O trabalho de Scott é, certamente, um dos grandes méritos do filme. Além de mostrar um bom domínio de seu ofício, o cuidado com a parte técnica fica bastante visível no longa, como a fotografia e o design de produção. Só que, mesmo com todas essas qualidades, o filme peca em contar uma história nada original, que se fragiliza ainda mais com um excesso de elementos já vistos em boa parte de filmes do mesmo estilo.

A trama se passa num futuro em que a humanidade foi praticamente dizimada por um vírus e há poucos humanos sobreviventes pelo mundo. Um deles é Hig (Jacob Elordi, de “Frankenstein”), que vive numa base aérea abandonada ao lado de Bangley (Josh Brolin, de “Vingadores: Ultimato”) e seu cão Jasper (Raksha).
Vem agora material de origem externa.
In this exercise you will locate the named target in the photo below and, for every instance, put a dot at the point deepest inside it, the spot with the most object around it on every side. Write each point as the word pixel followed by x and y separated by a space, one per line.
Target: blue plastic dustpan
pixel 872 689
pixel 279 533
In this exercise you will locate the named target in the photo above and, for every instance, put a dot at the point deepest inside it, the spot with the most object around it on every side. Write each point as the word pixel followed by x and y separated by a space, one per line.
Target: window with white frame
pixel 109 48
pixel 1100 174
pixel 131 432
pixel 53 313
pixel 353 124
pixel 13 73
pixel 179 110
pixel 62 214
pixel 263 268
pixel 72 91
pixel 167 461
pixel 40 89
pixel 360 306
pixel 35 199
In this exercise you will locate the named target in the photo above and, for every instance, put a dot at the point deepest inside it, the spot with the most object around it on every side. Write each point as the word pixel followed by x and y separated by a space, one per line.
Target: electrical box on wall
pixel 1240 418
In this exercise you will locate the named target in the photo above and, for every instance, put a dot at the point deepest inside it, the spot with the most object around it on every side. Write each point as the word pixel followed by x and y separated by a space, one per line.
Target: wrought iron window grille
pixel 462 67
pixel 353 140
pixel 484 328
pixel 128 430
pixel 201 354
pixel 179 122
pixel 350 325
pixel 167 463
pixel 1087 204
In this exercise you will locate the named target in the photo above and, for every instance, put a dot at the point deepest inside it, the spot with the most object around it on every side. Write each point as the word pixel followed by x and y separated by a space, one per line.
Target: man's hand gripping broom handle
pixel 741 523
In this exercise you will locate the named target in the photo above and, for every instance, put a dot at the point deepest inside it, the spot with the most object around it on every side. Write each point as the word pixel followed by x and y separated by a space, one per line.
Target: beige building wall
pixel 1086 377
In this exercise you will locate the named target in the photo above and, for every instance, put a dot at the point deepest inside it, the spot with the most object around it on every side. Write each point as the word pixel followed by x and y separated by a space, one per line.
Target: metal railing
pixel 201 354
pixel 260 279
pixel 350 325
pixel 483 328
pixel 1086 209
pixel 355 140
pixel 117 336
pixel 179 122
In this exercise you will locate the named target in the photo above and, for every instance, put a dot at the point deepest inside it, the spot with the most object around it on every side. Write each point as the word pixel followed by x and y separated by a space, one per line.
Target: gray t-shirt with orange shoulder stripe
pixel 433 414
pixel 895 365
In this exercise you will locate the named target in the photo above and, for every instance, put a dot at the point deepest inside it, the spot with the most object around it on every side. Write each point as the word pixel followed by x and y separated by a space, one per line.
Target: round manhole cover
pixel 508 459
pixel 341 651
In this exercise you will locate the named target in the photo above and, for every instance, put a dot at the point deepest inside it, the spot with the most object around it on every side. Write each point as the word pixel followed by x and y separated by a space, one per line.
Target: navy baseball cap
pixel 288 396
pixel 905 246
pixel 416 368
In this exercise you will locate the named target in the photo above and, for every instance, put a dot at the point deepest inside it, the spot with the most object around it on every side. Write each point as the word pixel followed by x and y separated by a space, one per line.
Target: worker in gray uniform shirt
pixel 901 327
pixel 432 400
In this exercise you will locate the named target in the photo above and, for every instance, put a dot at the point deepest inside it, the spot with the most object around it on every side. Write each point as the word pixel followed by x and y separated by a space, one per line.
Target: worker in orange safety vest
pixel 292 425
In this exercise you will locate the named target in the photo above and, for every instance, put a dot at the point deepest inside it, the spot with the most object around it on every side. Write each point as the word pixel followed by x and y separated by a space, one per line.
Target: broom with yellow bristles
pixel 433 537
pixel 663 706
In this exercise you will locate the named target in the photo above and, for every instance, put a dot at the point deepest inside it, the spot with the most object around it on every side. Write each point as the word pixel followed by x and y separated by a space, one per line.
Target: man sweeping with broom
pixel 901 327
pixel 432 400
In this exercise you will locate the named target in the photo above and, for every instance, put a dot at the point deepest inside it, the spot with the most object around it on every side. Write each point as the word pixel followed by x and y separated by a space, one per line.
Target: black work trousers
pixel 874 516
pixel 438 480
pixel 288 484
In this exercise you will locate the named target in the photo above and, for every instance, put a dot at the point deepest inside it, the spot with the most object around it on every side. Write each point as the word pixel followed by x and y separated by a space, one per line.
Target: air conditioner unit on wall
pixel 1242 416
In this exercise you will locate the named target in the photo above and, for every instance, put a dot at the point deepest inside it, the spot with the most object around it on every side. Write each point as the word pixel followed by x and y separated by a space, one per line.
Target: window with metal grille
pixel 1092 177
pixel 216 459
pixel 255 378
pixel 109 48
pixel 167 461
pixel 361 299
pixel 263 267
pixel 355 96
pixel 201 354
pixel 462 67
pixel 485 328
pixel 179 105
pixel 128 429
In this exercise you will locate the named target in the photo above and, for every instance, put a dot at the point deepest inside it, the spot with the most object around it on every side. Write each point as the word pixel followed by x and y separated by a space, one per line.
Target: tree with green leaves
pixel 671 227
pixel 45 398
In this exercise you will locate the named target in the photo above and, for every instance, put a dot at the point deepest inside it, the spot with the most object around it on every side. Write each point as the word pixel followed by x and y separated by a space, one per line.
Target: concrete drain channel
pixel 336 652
Além de ajudar o amigo a manter o local livre de possíveis ameaças externas, Hig usa um avião bimotor antigo para encontrar suprimentos e mantém a esperança de que existe um mundo além das fronteiras onde se encontra.

Um dia, Hig decide sair da base por causa de um evento inesperado e uma transmissão que pode indicar algo que ele busca há muito tempo.